Kroeber: I think it's important to clarify that when people talk about this project of rebalancing the economy from investment to consumption, this has been a project of economists mostly outside China. It has never been a project of the Chinese government itself. They have never really forcefully and clearly stated that it is their objective to do that. They've put out various policies where they say, yeah, we want incomes to rise fast. We would like there to be a stronger services consumption and so forth. But they have never said that, we think we should…
Alloway: Go out and shop.
Kroeber: Well, they haven't said that.
But the other thing is, I think it's really important to understand these people are not — they're not Americans. They're Chinese. They have a different concept of how an economy grows. So we grew up in this sort of Keyensian world where we believe that demand drives everything, and Chinese authorities don't believe that. They believe that investment drives everything. That progress, productivity, future income growth, it all comes from investing in the right things. So they have been very clear for as long as I've been studying it, including the last decade, on saying to secure the growth of the future that is stable, well balanced, whatever, we need to invest in the right things. That is the principal job of government economic policy is to steer investment.

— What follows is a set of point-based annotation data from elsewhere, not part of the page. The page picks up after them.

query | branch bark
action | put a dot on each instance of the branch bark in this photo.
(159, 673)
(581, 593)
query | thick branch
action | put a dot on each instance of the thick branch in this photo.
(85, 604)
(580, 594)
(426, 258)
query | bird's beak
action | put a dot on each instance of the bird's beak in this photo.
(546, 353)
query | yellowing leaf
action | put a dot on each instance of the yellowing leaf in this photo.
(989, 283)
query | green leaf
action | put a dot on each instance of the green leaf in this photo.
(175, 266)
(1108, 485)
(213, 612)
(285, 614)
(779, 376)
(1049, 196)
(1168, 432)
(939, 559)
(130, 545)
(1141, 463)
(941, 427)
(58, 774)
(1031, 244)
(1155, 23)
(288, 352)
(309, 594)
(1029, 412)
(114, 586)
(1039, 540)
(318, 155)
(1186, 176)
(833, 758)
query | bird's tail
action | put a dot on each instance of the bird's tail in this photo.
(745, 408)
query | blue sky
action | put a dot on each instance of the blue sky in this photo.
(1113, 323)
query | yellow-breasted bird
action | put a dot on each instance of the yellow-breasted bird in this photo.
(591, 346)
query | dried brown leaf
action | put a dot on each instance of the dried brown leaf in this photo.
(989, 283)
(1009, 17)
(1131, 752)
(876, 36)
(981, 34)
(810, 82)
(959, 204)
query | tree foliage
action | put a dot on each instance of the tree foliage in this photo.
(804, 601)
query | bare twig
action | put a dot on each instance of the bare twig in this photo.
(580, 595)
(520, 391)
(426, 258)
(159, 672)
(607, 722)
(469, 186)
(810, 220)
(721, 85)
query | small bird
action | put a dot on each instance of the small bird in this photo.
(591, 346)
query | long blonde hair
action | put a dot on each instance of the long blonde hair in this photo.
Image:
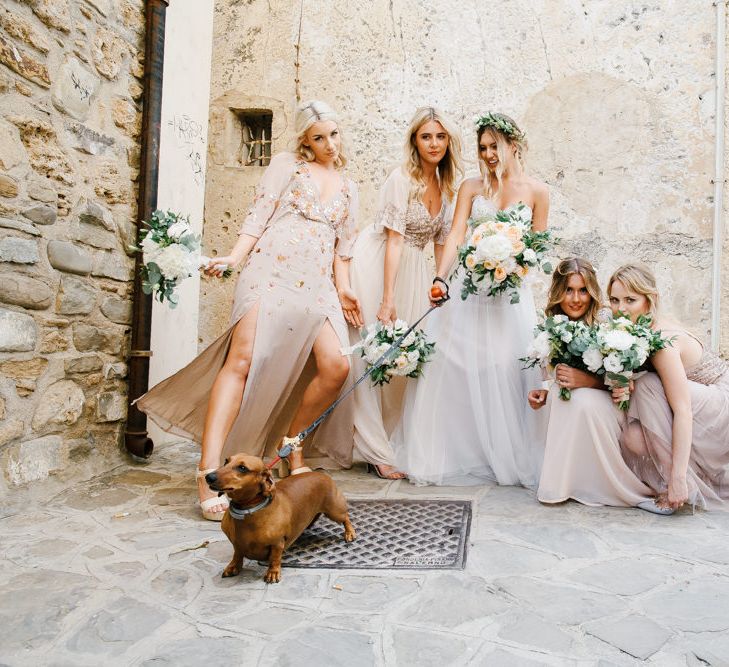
(504, 141)
(640, 280)
(558, 288)
(450, 166)
(307, 114)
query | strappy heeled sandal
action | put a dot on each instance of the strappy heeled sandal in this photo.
(206, 505)
(295, 445)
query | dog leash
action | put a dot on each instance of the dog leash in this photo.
(299, 438)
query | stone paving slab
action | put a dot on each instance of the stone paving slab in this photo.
(121, 570)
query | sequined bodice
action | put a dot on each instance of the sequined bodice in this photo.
(708, 370)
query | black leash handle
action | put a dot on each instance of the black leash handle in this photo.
(303, 434)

Joe Weisenthal then added something that I thought was vitally important to our understanding of investment and consumption. “When I think about consumer comfort, consumer wealth, et cetera,” he said, “I'm on social media all day, and so I see all the videos of like these amazing futuristic cities with these incredible plazas and lights and transportation that zips you from one place to another. And I imagine those things don't show up in consumption. You know, they're not retail consumption, right, but as a form of lifestyle consumption, whether your city just has greater amenities and comforts and cleanliness and so forth, et cetera.” He’s absolutely right: It’s a form of lifestyle consumption that doesn’t show up in traditional measures of C.

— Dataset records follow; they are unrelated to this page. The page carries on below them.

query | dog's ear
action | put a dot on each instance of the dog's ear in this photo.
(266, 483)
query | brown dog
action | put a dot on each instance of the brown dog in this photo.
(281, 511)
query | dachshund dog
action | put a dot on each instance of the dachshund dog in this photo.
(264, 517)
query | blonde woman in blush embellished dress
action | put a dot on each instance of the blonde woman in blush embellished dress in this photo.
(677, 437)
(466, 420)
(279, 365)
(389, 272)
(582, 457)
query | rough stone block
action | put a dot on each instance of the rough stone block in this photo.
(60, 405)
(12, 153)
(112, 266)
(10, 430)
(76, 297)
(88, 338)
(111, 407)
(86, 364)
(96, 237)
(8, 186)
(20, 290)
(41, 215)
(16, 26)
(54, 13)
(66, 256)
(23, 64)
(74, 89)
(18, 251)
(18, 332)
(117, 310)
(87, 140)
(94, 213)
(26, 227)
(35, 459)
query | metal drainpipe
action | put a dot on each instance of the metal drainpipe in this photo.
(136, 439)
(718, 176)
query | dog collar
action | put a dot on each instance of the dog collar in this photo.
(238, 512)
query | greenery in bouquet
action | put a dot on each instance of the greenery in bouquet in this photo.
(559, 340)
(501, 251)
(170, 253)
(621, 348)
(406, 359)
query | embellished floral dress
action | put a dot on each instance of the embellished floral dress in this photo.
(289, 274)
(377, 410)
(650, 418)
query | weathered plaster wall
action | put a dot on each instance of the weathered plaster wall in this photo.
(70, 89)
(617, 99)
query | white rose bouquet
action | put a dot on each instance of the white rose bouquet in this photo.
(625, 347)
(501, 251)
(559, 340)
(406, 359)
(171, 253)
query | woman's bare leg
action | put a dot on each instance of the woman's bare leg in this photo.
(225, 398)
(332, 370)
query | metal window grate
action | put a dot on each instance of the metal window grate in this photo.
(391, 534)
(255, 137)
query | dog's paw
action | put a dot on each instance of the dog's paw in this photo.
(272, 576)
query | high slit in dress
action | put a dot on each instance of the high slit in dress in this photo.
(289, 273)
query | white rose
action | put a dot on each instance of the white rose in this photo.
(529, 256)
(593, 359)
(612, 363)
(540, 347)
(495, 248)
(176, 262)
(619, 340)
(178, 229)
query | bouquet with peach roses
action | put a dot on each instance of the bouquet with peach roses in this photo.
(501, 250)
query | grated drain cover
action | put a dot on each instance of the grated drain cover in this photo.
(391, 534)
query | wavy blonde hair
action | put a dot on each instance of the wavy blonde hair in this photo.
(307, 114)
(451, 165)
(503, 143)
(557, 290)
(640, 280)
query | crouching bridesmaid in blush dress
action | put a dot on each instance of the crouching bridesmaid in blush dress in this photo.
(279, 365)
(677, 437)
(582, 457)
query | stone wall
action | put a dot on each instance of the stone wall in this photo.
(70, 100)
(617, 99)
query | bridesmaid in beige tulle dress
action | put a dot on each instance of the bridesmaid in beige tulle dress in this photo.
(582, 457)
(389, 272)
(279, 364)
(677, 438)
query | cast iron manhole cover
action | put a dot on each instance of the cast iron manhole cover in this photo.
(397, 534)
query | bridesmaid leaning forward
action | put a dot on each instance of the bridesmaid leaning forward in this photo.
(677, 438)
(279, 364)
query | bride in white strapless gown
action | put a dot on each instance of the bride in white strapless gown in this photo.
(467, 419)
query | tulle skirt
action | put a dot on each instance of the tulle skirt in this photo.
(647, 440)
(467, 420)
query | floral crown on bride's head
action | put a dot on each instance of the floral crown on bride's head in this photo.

This became even clearer to me over dinner the other night with a group that included a very smart veteran China reporter whose beat is economics and trade. He gave an excellent example of how investment in infrastructure can often suppress consumption: If a city like Beijing or Shanghai invests in excellent municipal transportation — this could be a subway system, light rail, good buses, or even bike paths — people will be less inclined to buy cars. He cited his own years in Tokyo, when he never felt inclined to buy a car for the excellence of public transit.
I wonder sometimes if our own obsession with consumption, in the economic sense, doesn’t mirror the old sickness in some strange and inverted way. We treat consumer spending as both a pulse and a cure, and worry when the numbers fall. But maybe what we need isn’t more stimulus, more injections of demand, but a deeper reassessment of what a healthy society looks like. Consumption once meant decay; now it’s a synonym for recovery. But in both cases, it’s worth asking: what exactly is being consumed?

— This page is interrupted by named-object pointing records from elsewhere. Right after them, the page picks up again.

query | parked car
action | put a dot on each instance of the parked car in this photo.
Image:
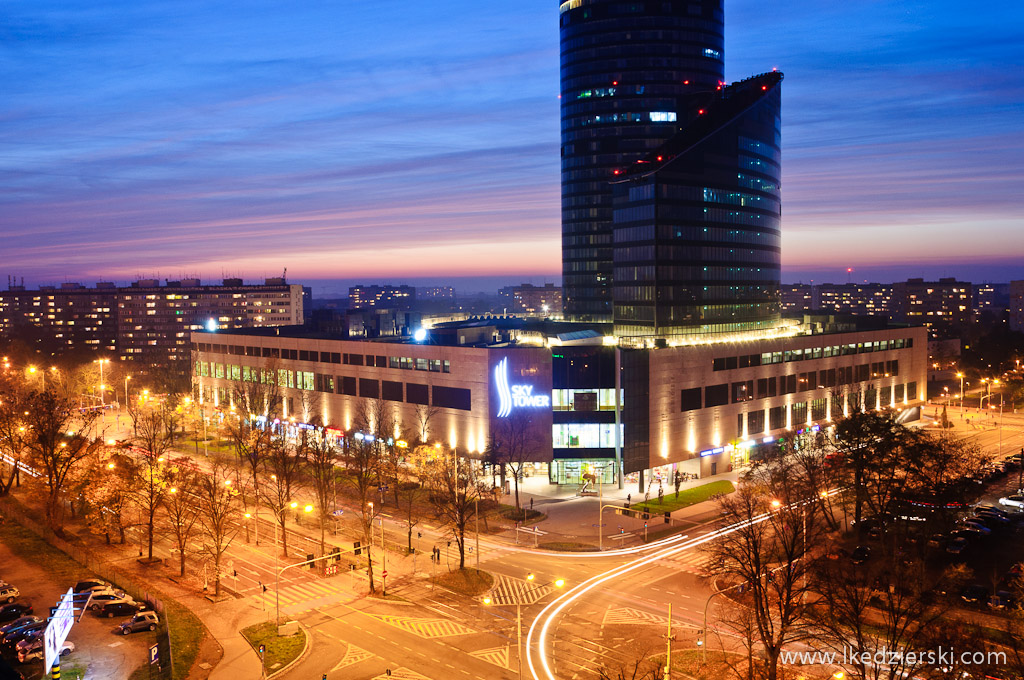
(975, 594)
(143, 621)
(36, 651)
(13, 610)
(1003, 599)
(112, 609)
(991, 518)
(956, 546)
(9, 593)
(977, 525)
(1015, 501)
(9, 644)
(91, 584)
(100, 598)
(16, 625)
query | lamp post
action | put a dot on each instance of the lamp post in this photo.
(557, 583)
(102, 387)
(276, 553)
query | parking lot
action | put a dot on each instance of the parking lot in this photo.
(100, 651)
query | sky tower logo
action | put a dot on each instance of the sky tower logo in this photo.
(515, 396)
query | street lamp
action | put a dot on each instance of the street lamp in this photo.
(102, 387)
(557, 583)
(276, 553)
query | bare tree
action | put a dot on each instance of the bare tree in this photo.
(322, 458)
(14, 426)
(154, 434)
(182, 503)
(218, 516)
(109, 495)
(455, 494)
(766, 552)
(513, 440)
(52, 450)
(285, 465)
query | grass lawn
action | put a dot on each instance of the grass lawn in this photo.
(280, 649)
(687, 497)
(468, 582)
(185, 629)
(567, 546)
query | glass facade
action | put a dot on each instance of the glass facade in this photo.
(696, 224)
(625, 67)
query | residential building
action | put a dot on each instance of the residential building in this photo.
(388, 297)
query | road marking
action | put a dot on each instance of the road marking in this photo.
(353, 655)
(401, 674)
(508, 590)
(497, 655)
(425, 628)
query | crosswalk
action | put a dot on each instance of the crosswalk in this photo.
(508, 590)
(692, 561)
(497, 655)
(400, 674)
(425, 628)
(303, 597)
(631, 615)
(352, 655)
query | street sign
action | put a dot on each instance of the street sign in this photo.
(57, 628)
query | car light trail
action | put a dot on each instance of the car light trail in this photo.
(540, 629)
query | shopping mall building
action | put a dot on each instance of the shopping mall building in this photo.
(698, 408)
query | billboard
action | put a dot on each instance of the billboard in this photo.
(58, 628)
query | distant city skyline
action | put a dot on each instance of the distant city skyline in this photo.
(390, 140)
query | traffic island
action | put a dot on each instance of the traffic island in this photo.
(467, 582)
(279, 651)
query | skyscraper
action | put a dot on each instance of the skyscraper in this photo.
(625, 66)
(670, 178)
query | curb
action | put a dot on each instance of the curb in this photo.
(302, 654)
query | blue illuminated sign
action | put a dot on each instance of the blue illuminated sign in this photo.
(515, 396)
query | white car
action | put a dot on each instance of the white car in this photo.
(1016, 501)
(8, 593)
(36, 650)
(101, 597)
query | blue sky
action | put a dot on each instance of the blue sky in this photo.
(396, 139)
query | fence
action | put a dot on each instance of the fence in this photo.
(103, 569)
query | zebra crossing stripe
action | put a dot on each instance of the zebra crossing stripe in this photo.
(629, 615)
(425, 628)
(352, 655)
(497, 655)
(401, 674)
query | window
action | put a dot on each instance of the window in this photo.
(370, 388)
(742, 391)
(391, 390)
(452, 397)
(416, 393)
(716, 395)
(690, 399)
(755, 422)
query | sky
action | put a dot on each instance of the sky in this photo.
(397, 140)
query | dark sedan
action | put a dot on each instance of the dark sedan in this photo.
(13, 610)
(17, 625)
(112, 609)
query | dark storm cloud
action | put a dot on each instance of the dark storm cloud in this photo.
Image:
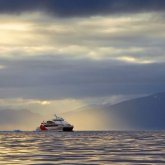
(70, 78)
(69, 8)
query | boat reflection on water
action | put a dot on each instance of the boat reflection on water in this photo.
(56, 124)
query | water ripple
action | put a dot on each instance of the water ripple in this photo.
(109, 147)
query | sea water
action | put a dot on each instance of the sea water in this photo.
(84, 147)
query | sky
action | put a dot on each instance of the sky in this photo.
(61, 55)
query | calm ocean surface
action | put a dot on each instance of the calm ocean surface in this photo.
(109, 147)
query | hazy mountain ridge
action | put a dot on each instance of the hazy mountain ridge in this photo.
(144, 113)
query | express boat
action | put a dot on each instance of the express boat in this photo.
(56, 124)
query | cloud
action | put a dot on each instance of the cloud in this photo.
(74, 8)
(59, 78)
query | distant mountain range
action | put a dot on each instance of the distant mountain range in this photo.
(144, 113)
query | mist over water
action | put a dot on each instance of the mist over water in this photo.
(93, 147)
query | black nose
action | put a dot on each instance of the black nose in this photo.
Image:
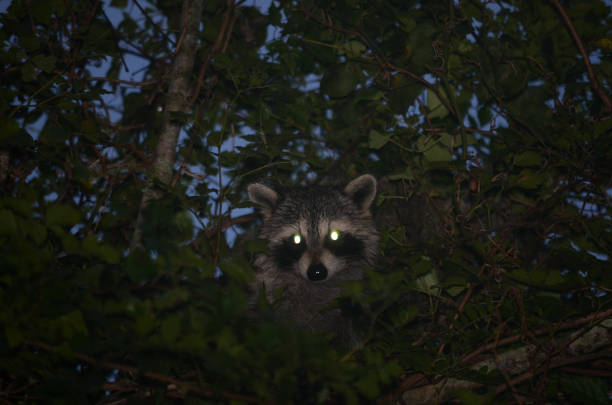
(317, 272)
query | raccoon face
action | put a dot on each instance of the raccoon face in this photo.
(318, 233)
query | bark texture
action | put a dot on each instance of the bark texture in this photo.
(177, 101)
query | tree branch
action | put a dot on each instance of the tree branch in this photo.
(579, 347)
(592, 78)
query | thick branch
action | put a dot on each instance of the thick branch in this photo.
(178, 96)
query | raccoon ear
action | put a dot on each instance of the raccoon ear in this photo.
(264, 196)
(362, 191)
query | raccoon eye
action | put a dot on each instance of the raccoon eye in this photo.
(297, 239)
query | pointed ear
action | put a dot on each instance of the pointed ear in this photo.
(362, 191)
(263, 196)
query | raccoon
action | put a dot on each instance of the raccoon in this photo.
(318, 237)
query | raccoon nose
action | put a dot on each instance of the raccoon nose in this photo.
(317, 272)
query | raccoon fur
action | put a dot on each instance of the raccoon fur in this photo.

I think you may want to look at Ray Dalio’s The Changing World Order. It explains both the economic logic and cultural basis for things that you touch on. A lot of good detail on both the US and China in the framework of monetary systems.
https://economicprinciples.org/
And I also liked Labatut’s book, though it didn’t lead me to think about China.
Hi, Kaiser. Thanks for this (and so much more). Just a quick thought: this is exactly Meredith Woo’s argument about how South Korea became, well, South Korea, in her brilliant Race to the Swift.